The Wishing Moon
"Throw who off the track?"

"You scared? Want to go home?"

"Oh, no! But who? There's nobody chasing us. Nobody."

"No. We've got them fooled. It's some evening."[Pg 21]

[Pg 21]

"Willard, where are the paddies?"

That was the question Judith had been wanting to ask more and more, for an hour, but it came in a choked voice, and nobody heard. They were plunging into a rough and stubbly wood lot, and hushing each other excitedly. Twigs caught at Judith's skirt, and it was hard to see your way, with the moon, small and high above the trees in Larribee's woods, only making the trees look darker.

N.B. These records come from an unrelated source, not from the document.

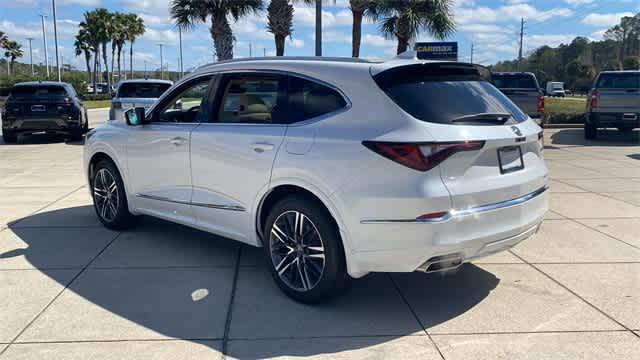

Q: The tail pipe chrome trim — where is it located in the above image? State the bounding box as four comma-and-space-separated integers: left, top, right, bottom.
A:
360, 185, 549, 224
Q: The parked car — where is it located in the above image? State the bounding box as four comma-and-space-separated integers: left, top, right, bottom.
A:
84, 57, 547, 303
2, 81, 89, 143
546, 81, 565, 97
491, 72, 544, 124
584, 70, 640, 139
109, 79, 173, 120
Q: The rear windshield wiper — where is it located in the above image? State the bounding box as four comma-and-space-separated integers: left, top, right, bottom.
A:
451, 113, 511, 124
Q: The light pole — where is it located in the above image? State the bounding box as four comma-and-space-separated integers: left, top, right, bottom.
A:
178, 26, 184, 77
40, 14, 50, 79
27, 38, 35, 76
158, 44, 164, 80
51, 0, 62, 82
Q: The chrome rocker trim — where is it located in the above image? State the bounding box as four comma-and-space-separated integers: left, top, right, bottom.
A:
136, 194, 247, 211
360, 185, 549, 224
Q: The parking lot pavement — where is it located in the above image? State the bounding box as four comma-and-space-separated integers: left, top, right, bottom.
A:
0, 123, 640, 360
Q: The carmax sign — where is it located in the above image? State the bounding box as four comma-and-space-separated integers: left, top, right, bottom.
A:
415, 42, 458, 61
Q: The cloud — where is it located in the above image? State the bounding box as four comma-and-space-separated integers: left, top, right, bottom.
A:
582, 12, 633, 26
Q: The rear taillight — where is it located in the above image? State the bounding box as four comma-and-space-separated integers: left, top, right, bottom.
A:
362, 141, 484, 171
589, 89, 598, 109
538, 95, 544, 113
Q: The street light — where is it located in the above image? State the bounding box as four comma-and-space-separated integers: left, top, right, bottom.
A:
158, 43, 164, 80
27, 38, 35, 76
40, 14, 50, 79
51, 0, 62, 82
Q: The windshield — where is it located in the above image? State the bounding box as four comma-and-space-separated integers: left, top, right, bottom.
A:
492, 74, 538, 90
117, 83, 171, 98
11, 85, 68, 99
375, 64, 527, 124
596, 72, 640, 89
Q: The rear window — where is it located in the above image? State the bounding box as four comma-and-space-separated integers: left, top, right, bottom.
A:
375, 64, 527, 124
596, 73, 640, 89
118, 83, 171, 98
492, 74, 538, 89
11, 85, 68, 99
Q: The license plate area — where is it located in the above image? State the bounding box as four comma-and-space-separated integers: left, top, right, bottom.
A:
498, 146, 524, 174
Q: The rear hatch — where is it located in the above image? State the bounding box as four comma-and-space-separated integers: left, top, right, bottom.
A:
491, 73, 542, 115
113, 82, 171, 109
592, 72, 640, 113
6, 85, 74, 120
375, 63, 547, 210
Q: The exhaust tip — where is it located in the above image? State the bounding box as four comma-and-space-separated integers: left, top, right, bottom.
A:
416, 253, 464, 273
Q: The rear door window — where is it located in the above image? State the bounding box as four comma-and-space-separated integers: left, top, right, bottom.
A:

The wood road was little used and overgrown.

"If they get us in here!"

"They won't, Willard." Judith's voice trembled.

"Cry-baby!"

"I am not."

"Here, buck up. We're coming out right here, back of the carriage house. If Ed catches you crying he'll send you home."

But Ed had his mind upon higher things. "You girls stay here with the baskets. Don't move. Willard, you go right and I'll go left, and we'll meet at the carriage-house steps, if the coast is clear."

"If they get us——"

If! The boys crunched out of hearing on the gravel, awesome silence set in, and Rena and Natalie whispered; Judith was not to be awed.[Pg 22] Four May-baskets hung, and nobody objecting; dark cross-streets chosen instead of Main Street and no danger pursuing them there. If there was no danger in the whole town, why should there be in one little strip of woods, though it was dark and strange, and full of whispering noises? Judith had clung to Willard's hand in terror, turning into the cross-streets, and nothing came of it. She was not to be fooled any longer. There was no danger.